Every parent, sooner or later, hears from his child inventions, stories, deceit, and sometimes outright lies. Often, such behavior of an obedient and exemplary child confuses adults, forcing them to painfully look for gaps in their upbringing.
Psychologists say that children’s lies are a period through which every child must pass, a kind of one of the stages of his development. And although sometimes it seems to parents that their child is lying for no reason at all, this is not at all the case.
We will tell you how to understand why your child is lying and how to act in such situations correctly.
In childhood, the brain of a child is actively being formed, but, of course, inferior to an adult in development. Sometimes children are simply not able to grasp the causal relationships of one or another of their actions.
At a time when they are lying, it seems to them that the benefits of lies far outweigh the risk of being exposed. And the consequences of such an act do not even occur to them: after all, no one will ever know that they have told a lie.
And when a child says he did his homework, while he didn’t even open textbooks, it seems to him that this is an easy way to enjoy a favorite cartoon instead of doing boring homework.
No one likes to admit that he is wrong. And children are no exception.
In truth, not all adults manage to remain honest when it comes to the collapse of plans and hopes. The child’s self-esteem is no less, and perhaps even more vulnerable. This is especially true of guys who make more mistakes than their peers.
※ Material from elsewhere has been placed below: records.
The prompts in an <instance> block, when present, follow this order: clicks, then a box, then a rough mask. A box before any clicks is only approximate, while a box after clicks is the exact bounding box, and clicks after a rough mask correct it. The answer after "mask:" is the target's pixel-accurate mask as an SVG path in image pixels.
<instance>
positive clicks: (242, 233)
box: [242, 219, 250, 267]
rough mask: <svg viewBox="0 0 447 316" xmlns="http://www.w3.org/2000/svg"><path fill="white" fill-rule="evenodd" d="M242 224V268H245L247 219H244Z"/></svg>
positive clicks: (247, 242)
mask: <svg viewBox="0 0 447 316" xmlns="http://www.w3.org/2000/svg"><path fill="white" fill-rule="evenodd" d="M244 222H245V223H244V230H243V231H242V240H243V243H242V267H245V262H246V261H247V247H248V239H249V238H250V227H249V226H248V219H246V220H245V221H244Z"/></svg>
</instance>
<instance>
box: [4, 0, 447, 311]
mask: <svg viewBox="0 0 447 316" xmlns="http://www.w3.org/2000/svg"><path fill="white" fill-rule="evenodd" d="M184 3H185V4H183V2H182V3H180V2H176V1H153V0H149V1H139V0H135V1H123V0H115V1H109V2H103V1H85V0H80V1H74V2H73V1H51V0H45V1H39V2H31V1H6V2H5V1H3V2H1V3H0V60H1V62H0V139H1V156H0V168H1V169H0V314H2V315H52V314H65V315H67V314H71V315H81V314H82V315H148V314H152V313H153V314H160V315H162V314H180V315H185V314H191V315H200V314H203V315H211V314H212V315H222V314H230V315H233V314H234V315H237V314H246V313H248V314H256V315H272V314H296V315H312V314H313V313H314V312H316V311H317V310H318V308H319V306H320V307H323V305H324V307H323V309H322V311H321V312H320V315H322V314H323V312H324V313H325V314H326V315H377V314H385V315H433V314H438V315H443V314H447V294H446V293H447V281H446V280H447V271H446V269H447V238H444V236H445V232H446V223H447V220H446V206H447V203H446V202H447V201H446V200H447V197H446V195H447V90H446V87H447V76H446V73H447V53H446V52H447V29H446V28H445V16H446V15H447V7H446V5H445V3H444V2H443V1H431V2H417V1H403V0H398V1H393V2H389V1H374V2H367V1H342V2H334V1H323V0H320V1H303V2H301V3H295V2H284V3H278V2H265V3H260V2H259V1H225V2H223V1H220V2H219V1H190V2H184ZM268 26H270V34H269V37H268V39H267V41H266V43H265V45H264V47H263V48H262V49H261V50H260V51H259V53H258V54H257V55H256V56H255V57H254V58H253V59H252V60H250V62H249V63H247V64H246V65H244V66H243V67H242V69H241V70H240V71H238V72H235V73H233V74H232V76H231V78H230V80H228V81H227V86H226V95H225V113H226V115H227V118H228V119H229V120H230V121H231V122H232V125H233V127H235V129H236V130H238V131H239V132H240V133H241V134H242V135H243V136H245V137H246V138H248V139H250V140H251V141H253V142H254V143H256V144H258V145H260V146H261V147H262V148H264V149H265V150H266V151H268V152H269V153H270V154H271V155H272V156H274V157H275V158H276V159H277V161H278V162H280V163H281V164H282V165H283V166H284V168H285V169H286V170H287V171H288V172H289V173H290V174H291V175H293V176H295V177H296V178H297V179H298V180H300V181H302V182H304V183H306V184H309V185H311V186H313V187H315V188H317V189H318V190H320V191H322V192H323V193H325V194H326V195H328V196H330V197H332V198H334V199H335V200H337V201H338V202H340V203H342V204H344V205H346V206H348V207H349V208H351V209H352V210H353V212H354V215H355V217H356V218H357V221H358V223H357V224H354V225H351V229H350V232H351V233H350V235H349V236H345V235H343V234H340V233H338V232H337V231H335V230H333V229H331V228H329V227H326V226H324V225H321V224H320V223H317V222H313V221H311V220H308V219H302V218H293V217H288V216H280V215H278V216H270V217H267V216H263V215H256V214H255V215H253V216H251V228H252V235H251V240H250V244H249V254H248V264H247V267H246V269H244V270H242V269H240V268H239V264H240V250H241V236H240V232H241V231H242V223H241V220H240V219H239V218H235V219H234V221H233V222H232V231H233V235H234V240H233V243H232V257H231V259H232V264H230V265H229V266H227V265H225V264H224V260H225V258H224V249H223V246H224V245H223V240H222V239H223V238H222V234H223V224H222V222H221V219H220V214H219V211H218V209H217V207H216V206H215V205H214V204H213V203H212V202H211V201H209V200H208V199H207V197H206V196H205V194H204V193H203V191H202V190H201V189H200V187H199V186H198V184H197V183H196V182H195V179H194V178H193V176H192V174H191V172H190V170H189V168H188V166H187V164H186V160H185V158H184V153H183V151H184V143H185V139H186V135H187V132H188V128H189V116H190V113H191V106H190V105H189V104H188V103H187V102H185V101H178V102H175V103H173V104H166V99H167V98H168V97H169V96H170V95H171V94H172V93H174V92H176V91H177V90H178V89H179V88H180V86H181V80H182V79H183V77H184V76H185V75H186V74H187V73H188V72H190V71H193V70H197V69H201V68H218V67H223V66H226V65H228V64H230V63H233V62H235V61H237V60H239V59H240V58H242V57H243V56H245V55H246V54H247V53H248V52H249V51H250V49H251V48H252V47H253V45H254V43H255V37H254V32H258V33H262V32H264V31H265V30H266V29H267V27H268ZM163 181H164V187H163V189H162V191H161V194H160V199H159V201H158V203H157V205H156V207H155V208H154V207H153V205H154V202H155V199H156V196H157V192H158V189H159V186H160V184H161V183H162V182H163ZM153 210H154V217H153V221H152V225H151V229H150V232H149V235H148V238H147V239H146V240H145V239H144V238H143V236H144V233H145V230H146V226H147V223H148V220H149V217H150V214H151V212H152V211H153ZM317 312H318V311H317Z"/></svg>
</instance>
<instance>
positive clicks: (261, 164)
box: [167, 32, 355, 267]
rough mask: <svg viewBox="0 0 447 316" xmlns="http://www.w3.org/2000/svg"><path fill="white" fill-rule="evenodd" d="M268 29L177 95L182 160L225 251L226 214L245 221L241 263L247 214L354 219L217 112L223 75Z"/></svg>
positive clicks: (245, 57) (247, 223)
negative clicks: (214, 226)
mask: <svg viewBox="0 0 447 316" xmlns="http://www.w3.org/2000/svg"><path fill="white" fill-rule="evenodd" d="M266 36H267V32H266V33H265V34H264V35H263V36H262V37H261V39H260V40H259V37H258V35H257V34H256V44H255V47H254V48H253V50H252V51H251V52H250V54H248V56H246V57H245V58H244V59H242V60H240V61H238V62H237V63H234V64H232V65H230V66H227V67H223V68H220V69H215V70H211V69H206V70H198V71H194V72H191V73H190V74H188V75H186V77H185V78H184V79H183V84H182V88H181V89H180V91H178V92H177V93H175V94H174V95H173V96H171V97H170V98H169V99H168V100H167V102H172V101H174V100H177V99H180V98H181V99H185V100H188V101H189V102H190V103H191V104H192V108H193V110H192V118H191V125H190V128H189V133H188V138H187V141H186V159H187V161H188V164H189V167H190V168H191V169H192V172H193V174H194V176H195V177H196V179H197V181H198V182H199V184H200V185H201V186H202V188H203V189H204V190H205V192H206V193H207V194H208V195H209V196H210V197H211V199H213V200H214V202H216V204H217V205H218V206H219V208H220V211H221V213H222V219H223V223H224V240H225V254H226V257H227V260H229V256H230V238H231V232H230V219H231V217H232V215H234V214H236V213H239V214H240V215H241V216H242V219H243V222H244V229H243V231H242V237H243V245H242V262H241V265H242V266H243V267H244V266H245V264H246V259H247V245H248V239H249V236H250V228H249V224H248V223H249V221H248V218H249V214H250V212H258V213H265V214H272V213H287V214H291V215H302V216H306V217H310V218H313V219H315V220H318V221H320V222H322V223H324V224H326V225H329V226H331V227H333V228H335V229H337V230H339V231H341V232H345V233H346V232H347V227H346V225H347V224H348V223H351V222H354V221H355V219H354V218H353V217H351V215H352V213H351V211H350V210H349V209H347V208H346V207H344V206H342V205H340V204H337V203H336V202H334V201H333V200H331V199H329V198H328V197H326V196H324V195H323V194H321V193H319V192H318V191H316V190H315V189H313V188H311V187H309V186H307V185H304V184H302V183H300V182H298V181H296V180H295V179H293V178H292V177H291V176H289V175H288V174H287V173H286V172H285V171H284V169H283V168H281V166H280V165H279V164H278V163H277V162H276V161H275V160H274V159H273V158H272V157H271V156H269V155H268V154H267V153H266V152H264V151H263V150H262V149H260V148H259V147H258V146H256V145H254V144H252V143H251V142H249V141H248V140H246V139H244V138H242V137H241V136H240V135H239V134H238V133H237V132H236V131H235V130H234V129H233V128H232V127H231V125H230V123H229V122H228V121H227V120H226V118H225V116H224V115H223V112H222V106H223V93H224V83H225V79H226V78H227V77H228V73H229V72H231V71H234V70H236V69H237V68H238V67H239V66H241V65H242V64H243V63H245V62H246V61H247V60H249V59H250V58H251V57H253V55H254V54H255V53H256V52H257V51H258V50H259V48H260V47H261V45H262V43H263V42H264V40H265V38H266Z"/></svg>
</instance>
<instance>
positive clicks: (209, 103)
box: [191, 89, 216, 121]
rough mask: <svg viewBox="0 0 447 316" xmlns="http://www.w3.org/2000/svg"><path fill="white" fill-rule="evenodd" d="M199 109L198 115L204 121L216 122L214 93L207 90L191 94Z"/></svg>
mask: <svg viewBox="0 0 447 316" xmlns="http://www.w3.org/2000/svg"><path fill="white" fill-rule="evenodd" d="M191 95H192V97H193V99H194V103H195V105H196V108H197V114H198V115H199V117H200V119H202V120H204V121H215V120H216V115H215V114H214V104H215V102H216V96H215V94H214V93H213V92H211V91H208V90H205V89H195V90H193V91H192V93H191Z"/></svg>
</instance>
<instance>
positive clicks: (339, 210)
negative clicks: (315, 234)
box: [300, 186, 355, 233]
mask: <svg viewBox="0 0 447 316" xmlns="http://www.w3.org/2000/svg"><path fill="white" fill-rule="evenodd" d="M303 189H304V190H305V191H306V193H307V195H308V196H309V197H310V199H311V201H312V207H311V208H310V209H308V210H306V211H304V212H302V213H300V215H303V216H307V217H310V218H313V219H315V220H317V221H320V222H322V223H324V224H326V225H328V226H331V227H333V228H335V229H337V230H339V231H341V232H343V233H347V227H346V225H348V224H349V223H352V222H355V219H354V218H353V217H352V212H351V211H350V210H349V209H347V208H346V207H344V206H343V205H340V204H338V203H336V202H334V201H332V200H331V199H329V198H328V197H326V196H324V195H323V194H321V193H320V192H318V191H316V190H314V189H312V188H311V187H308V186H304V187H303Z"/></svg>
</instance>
If a child accuses his younger sister of having broken a plate (and she certainly did not do this), he is most likely just trying to avoid parental disapproval and frustration.
Everything in life depends on our perception. Often, even adults find themselves in a situation where they think that they have done something, but in fact have forgotten it. Especially when it comes to everyday worries or some long-planned business.
Children, whose short-term memory is not as well developed as in adults, have the ability to get into such situations more often. “Yes, mom, I fed the dog!”, Says your child and looks at you with honest eyes. In this situation, the child’s lies are hardly deliberate.
If feeding the animal is part of the daily duties of the baby, he could simply be confused today with any other.
Always thank the child if he confessed to something. Even if what he has done causes fury!
It is important to show the child that, however, heard from him is important for parents. From time to time, mom and dad may have to compromise with their own educational principles and forgive mistakes as a reward for honesty.
Of course, this is not a guide to action in any situation. But if a child, despite everything, confessed to misconduct, it would be right to encourage him, replacing, for example, the punishment with a warning.
Be a good example
Children take their cue from their parents much more often than adults realize this. Do not want to hear the truth from the child – do not tell her yourself. Parents often make promises that they forget or do not have time to fulfill.
And sometimes they tell a lie to save, or they make up fiction when they cannot explain something. Is it any wonder that your child begins to take a lie for granted?
Let your child learn honesty using the example of parents instead of punishment for offenses that you could easily commit yourself.